Quanti parlano di funzioni museali in Arsenale – non sono certo il solo, tanto che esiste un Forum Futuro Arsenale che riunisce con analogo obiettivo tante associazioni veneziane – non intendono un mero deposito di vecchie barche, ma un laboratorio del sapere che racconti il rapporto dell’uomo col mare in quella che per secoli fu la più moderna fabbrica produttiva d’Europa, una viva fucina di cultura marittima, se è vero che la sfida della globalizzazione la si vince solo col valore aggiunto della ricerca.

Nelle darsene dell’Arsenale si può immaginare certo un museo, in tutto o in parte galleggiante come è stato fatto ad Amsterdam, o a Stoccolma per il Vasa, o a Portsmouth per la Victory di Nelson e altre navi, o a Palos de la Frontera per la Pinta di Colombo, contornato dalle funzioni artigianali necessarie. Ma il volano di tutto non può essere che uno: un laboratorio per lo studio e la conservazione del legno antico che nasca in funzione della galera trecentesca scoperta ma poi risepolta in laguna, a San Marco in Boccalama.

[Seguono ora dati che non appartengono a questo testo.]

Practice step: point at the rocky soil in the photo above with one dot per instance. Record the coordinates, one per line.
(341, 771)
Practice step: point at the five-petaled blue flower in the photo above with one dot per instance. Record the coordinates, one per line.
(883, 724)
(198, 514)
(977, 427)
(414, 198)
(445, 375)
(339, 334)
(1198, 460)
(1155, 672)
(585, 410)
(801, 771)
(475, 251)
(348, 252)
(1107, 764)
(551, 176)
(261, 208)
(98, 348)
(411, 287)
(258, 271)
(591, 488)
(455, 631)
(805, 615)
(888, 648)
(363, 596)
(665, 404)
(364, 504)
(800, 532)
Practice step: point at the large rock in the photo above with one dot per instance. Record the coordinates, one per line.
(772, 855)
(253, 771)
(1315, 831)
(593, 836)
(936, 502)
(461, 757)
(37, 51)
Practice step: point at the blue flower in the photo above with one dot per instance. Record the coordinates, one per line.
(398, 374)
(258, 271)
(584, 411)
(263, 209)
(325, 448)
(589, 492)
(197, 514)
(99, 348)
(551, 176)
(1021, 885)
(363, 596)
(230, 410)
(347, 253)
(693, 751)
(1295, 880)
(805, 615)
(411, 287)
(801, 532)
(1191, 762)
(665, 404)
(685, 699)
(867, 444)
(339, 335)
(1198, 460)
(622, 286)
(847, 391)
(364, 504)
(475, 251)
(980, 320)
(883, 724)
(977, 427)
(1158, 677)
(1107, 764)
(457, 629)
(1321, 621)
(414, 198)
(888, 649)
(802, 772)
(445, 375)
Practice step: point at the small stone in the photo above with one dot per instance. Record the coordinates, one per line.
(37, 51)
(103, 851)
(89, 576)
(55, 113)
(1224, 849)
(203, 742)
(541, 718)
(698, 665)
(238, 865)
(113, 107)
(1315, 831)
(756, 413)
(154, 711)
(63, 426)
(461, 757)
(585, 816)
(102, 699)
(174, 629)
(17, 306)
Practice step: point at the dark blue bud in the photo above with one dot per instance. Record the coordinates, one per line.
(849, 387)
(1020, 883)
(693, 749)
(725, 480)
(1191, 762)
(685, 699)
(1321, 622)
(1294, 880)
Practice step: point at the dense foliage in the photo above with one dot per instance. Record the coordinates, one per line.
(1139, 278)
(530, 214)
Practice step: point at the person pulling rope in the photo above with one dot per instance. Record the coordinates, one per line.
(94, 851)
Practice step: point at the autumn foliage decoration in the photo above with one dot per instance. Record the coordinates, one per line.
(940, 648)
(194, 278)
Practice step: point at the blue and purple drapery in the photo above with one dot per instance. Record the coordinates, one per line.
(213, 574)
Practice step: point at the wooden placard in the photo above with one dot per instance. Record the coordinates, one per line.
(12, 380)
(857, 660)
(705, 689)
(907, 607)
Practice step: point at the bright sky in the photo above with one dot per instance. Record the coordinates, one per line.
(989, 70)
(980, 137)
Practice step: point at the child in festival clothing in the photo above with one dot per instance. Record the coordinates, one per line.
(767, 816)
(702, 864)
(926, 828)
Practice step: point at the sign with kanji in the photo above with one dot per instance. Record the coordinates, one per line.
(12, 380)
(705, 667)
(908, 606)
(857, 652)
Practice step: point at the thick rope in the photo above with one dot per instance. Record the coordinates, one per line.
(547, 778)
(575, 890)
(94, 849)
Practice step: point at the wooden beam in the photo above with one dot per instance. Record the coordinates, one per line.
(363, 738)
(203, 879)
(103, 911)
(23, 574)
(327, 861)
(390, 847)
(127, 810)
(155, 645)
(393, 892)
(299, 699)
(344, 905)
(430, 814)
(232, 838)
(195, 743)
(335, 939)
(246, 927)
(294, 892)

È l’unico esemplare esistente al mondo, altro che improbabili ricostruzioni del Bucintoro, e credo che le imprese produttrici di resine, di attrezzi, di strumenti necessari al restauro e alla conservazione farebbero a gara per finanziare l’impresa. A Pisa, con le navi romane scoperte tra Arno e Serchio, sono stati capaci di creare in cinque anni il Museo delle Navi Antiche, e a Venezia no?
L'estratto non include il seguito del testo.